Our study has limitations. First and foremost, this is a retrospective study. The nature of the study makes it vulnerable to both selection bias and recollection bias. In this study, we used as a control group the patients at baseline on either therapy alone before introduction of the second nonpharmacological intervention. This method cannot control for changes that may occur over time in each patient. Nevertheless, these results add more evidence that combined VNS and KD therapy is effective and generally well tolerated in the treatment of DR epilepsy. Furthermore, we show that improvements continue over time up to 24 months. This is the largest study of combined therapy done in children with DR epilepsy in any one single center. This observation adds convincing evidence that combination VNS and KD therapy is a good alternative for patients with drug‐resistant epilepsy and should be considered, especially on patients on multiple antiepileptic drug treatments.

CONCLUSION

The management of patients with DRE is a challenge for both the treating physicians and patients and their families. The goal of treatment is usually simplifying polypharmacy while decreasing seizure frequency and severity. The use of combined KD and VNS therapy over either therapy alone yields significant reduction in seizure frequency and is generally well tolerated. Furthermore, this study shows a synergistic effect when between these nonpharmacological interventions, with a continuing improvement in the seizure reduction over time.
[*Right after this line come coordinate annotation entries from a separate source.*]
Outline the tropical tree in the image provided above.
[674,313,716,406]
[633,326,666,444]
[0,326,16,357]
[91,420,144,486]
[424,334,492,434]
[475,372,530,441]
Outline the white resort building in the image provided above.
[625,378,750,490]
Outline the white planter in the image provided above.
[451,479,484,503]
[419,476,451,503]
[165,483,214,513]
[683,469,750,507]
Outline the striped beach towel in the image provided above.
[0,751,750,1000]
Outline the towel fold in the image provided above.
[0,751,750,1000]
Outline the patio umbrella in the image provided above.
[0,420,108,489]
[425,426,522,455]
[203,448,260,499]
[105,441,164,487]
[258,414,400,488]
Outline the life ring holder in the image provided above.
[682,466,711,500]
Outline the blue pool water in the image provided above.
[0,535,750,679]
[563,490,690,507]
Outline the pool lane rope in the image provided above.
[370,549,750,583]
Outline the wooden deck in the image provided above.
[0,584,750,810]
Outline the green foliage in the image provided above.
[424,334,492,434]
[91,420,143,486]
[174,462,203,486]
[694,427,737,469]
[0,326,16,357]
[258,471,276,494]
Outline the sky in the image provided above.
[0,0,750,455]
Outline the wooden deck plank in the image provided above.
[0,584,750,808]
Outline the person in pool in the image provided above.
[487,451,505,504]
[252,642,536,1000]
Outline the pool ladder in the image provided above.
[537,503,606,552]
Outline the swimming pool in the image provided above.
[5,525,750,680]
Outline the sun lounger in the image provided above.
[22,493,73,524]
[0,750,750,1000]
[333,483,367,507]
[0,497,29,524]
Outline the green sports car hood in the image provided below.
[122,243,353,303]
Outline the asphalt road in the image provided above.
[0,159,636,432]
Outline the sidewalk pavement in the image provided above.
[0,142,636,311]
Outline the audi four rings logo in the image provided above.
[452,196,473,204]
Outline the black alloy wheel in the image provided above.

While larger prospective studies will be useful in solidifying these finding, the data presented herein add evidence that combined VNS and KD therapy is an effective treatment and may provide better seizure control for children with DRE.

CONFLICTS OF INTEREST

Ahmed Abdelmoity received honoraria for consulting or serving on the speaker bureau for Livanova, UCB, and Greenwich. The remaining authors have no conflicts of interest. No external funding received for the work presented. All coauthors have been substantially involved in the study and the preparation of the manuscript; no undisclosed groups or persons have had a primary role in the study and/or preparation of the manuscript; all coauthors have seen and approved the submitted version of the paper and accept responsibility for its content. The work described herein is consistent with the Journal's guidelines for ethical publication.